Neue Farbenlehre für Österreich

2002 stand man vermeintlich knapp vor einer Koalition von ÖVP und Grünen. 2020, 18 Jahre später, haben Volkspartei und Grüne erstmals eine Einigung bei Regierungsverhandlungen erzielt. Österreich wird sich auf eine neue Farbenlehre einstellen müssen. Nicht nur, weil aus Schwarz Türkis wurde.

Es war im April 1983, als die 13-jährige Phase der SPÖ-Alleinregierungen mit dem Verlust der Absoluten zu Ende ging. Seither wird Österreich ausschließlich von Koalitionen regiert. Und blickt man in die jüngere Geschichte, dann hat wohl das Modell der früheren Großen Koalition aus SPÖ und ÖVP ausgedient.

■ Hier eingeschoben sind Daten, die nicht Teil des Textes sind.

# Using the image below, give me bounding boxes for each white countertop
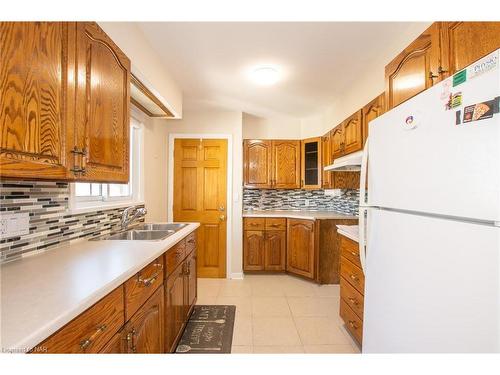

Die Koalition aus den beiden Gewinnern der Nationalratswahl im Schatten von „Ibizagate“ markiert ein Novum in der politischen Kultur des Landes auf Bundesebene. Auf Landesebene haben die Grünen schon Regierungserfahrung, auf Bundesebene betreten sie Neuland – und das unter einem Kanzler, der zuletzt eine Koalition aus ÖVP und FPÖ geführt hat.

ÖVP-Unterstützerinnen halten neben Kurz Tafeln mit dem Schriftzug 37,1 in der Hand
APA/AFP/Joe Klamar
Mit Demut wollte Sebastian Kurz sein Rekordergebnis bei der Nationalratswahl annehmen. Jetzt will er eine historisch neue Koalition in Österreich anführen.

Rot-Blau zu Rot-Schwarz

Von 1983 bis 1986 hat die SPÖ erst unter Kanzler Fred Sinowatz, dann unter Kanzler Franz Vranitzky mit der FPÖ unter Vizekanzler Norbert Steger zusammengearbeitet. Als am 13. September 1986 Jörg Haider beim Innsbrucker Parteitag die FPÖ übernahm und dabei eine Neupositionierung der Freiheitlichen einleitete, kündigte Vranitzky die Koalition auf.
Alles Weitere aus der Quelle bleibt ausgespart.